Owner: Agent Owner (Department Champion). Input: Evaluation passed. Sub-steps:
- Deploy to a limited population. A small set of named users (e.g., 1–5 accountants, not the entire Finance team).
- Train the pilot users: what the agent does, what it does not do, where it can fail, how to report issues.
- Set explicit pilot success criteria before starting (e.g., "≥ 90% of agent recommendations accepted by humans over 30 days, zero Severity-1 incidents, latency p95 < X seconds").
- Monitor daily during the pilot — not weekly. Catch anomalies fast.
- Run weekly review meetings with pilot users for 4–6 weeks.
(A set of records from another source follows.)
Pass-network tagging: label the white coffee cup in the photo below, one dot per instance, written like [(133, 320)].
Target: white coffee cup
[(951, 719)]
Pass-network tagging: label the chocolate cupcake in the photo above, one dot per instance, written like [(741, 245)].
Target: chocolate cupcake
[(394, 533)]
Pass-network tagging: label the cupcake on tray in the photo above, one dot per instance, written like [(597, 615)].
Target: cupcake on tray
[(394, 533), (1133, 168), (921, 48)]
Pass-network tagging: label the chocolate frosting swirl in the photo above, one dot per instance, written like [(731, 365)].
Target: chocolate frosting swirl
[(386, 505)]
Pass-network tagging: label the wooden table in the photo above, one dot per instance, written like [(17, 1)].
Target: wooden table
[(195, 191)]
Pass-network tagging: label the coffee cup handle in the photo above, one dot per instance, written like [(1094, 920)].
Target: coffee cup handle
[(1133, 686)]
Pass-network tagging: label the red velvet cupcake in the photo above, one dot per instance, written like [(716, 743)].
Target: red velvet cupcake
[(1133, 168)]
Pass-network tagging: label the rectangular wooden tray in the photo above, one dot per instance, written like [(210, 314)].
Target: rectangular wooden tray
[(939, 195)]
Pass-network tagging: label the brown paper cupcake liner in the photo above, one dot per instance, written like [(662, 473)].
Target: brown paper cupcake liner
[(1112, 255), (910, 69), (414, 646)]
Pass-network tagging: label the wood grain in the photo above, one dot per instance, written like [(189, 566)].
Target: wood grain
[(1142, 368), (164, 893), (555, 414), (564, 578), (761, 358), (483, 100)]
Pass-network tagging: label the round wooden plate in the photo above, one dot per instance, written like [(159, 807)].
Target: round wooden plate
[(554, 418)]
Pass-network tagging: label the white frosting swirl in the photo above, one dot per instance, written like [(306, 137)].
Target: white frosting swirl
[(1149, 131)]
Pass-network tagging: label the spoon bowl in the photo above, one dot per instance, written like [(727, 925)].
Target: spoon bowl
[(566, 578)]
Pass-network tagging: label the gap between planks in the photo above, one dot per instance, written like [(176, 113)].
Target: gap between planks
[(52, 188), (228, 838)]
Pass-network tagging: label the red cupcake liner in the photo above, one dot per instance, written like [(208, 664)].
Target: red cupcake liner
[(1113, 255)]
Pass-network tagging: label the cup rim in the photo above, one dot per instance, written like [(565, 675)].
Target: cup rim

Capture qualitative feedback.
- Track the five monitoring signals (
framework.md§21):- Output distribution shift.
- Escalation rate (watch out for it falling to zero — red flag).
- Decision audit trails capturing business logic.
- Cost per execution at the step level.
- Exception routing patterns.
- Log every incident, near-miss, and false output in the post-mortem file even if no one was harmed.
Output / gate criteria: A documented pilot performance report against the success criteria. Decision: promote, iterate, or kill.
Decision branches:
- Pilot KPIs missed → either fix and re-pilot, or kill the agent and document the lessons.
- Pilot KPIs met → go to Step 12.
Skip-this-step risk: Agent goes to full production with no real-world validation. First failure is also first customer-facing failure.